Cost Segregation for Commercial Real Estate Investments
Investors / owners want to defer capital gains. That’s the point of doing a 1031 tax deferred exchange. Investors and owners also want to lower taxes. Cost Segregation and 1031 Exchanges are two powerful tax strategies that owner / investors can utilize to defer capital gains and reduce taxes. I’ve posted many times regarding 1031 exchanges so let’s take a brief look at Cost Segregation.
Let’s take a quick look at the role of depreciation. Depreciation apportions the cost of an asset over its useful life and uses different depreciation schedules depending whether its residential investment property such as apartment complexes or commercial investment property such as triple net retail buildings, malls, distribution centers, warehouses, office buildings, etc.

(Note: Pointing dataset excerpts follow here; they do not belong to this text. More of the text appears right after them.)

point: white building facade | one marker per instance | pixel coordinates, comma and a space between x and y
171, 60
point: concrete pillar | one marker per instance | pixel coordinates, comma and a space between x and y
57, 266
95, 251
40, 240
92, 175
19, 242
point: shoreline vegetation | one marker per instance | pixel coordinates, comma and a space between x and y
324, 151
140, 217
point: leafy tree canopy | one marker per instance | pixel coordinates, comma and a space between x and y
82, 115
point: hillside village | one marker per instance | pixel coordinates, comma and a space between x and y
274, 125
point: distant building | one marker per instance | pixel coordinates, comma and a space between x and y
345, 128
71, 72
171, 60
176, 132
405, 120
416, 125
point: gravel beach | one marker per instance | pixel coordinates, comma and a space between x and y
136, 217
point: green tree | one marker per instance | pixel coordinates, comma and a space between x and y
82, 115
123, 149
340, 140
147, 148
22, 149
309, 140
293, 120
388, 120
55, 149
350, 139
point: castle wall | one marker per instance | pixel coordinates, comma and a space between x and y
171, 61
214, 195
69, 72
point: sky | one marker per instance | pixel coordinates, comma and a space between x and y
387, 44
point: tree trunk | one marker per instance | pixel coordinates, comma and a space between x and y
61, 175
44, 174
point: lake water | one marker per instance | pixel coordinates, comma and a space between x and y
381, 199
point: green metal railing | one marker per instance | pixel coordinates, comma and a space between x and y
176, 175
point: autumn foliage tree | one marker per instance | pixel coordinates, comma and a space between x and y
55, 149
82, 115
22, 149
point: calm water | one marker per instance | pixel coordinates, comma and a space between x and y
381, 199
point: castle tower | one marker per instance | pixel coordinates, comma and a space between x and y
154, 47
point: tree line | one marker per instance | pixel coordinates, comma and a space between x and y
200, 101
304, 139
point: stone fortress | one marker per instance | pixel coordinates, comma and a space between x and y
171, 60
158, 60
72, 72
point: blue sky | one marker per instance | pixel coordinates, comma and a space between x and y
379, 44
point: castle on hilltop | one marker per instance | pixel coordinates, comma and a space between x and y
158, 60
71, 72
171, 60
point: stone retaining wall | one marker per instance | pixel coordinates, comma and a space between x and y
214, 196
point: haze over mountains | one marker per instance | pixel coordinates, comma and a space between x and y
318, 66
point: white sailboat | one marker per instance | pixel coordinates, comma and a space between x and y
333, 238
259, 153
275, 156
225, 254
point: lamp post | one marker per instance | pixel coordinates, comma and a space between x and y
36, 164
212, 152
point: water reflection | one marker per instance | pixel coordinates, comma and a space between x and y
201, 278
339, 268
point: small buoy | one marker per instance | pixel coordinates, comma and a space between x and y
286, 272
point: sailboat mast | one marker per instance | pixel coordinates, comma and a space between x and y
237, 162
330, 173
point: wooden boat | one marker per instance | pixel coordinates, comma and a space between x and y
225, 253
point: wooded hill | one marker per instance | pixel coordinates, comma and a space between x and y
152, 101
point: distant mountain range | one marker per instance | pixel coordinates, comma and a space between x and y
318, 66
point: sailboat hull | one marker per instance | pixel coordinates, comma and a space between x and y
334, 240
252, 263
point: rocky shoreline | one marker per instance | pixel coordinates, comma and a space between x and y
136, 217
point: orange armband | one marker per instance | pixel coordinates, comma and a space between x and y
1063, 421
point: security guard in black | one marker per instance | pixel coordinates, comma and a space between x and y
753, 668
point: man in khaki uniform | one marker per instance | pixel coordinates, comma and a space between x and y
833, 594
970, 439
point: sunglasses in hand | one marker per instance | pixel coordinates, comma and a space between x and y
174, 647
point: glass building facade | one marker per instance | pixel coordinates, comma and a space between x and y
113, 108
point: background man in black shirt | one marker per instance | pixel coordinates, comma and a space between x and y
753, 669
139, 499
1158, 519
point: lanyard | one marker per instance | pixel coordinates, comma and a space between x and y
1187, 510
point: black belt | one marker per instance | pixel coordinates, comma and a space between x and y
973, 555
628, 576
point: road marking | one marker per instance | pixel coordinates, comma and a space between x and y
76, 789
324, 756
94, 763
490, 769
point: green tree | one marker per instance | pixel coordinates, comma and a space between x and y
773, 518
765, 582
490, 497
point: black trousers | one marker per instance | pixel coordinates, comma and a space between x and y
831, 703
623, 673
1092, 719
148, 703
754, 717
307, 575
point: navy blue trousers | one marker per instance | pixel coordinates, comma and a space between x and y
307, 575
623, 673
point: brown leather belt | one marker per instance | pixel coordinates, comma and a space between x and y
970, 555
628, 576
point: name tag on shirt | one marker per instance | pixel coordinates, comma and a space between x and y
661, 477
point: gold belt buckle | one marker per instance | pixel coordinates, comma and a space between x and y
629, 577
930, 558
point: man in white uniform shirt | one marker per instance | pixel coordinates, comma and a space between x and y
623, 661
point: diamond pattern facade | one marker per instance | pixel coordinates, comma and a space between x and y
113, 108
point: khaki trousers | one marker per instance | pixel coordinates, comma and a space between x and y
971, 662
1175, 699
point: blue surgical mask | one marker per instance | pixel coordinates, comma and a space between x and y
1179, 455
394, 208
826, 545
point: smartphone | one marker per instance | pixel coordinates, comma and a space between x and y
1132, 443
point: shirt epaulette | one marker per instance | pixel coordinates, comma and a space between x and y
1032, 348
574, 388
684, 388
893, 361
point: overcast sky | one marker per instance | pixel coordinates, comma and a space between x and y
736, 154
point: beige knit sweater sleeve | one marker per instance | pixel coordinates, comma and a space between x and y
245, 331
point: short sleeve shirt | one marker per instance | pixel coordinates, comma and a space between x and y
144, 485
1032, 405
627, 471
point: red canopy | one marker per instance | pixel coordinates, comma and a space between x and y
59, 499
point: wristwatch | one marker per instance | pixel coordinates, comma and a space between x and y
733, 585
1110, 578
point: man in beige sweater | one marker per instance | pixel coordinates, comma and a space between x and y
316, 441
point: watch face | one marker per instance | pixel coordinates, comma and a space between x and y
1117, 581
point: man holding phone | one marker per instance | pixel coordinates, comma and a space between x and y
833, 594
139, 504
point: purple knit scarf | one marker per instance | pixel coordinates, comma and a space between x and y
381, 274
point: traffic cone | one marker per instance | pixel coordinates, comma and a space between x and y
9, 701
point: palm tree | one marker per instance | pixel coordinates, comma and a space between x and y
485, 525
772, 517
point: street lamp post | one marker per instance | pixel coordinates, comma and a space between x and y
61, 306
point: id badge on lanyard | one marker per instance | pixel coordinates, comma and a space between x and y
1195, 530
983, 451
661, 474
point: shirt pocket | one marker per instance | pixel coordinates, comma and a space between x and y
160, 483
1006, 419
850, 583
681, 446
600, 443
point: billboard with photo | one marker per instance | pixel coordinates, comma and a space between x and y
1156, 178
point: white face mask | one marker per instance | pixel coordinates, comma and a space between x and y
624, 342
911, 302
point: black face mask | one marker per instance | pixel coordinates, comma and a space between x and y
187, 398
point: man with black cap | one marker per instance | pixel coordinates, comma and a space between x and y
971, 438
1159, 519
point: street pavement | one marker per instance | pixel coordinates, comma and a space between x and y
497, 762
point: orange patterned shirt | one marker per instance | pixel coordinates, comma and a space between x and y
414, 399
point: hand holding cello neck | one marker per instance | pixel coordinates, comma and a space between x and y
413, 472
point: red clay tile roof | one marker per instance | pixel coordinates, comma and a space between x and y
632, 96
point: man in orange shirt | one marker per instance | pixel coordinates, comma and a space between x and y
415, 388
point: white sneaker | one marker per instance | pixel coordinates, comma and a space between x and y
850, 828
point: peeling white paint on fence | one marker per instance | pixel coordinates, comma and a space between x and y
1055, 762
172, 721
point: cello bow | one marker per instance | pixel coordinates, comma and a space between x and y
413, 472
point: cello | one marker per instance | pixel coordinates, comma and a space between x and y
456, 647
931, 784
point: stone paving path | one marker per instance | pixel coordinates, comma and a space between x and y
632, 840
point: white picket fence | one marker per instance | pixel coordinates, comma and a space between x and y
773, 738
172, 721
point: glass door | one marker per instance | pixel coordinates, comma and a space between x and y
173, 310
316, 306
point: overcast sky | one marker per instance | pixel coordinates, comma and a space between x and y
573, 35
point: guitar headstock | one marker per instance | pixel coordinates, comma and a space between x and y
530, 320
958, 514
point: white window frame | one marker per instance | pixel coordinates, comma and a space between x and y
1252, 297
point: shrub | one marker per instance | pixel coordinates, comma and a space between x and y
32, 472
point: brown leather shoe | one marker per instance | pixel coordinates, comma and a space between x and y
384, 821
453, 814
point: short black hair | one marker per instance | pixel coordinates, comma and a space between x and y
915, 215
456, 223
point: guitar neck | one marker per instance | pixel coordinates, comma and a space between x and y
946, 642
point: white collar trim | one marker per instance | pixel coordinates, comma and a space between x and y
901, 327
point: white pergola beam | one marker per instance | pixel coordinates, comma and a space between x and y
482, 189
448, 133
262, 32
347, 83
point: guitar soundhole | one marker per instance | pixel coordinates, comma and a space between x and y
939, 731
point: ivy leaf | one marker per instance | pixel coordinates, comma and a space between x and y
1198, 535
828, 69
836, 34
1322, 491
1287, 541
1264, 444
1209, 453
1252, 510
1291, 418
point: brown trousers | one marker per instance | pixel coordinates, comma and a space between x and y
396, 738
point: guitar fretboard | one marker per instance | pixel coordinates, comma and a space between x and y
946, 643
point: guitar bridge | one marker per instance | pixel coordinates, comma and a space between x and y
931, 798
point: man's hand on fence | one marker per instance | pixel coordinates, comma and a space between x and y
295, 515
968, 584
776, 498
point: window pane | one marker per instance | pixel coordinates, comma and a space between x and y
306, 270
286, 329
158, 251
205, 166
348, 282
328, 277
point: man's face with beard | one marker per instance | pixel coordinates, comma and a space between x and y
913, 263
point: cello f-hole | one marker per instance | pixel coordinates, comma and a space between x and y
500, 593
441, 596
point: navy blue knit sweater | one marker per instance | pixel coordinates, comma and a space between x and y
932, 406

Residential investment income real property (including apartment complexes) is generally depreciated over 27.5 years and commercial income real property is generally depreciated over 39 years.
However, personal property has always been allowed accelerated depreciation. Generally, on a five, seven or fifteen-year schedule, but in some instance, 100% in the first year of ownership.
IRS Acceptable Cost Segregation Study
This accelerated method of depreciation is determined by a cost segregation study. Meaning that an owner / investor can have a cost segregation study conducted to reclassify assets from real property to personal property to obtain tax benefits due to the accelerated depreciation periods. The Tax Reform Act of 2018 allows certain assets to be depreciated 100% in the first year.
The IRS requires that an actual study be performed by companies or accounting firms who specialize in this area and employ engineers and/or construction management professionals to construct a valid IRS acceptable cost segregation study. So, a sizable tax deduction can be generated by reclassifying certain real property, sec 1250 to personal property, sec 1245.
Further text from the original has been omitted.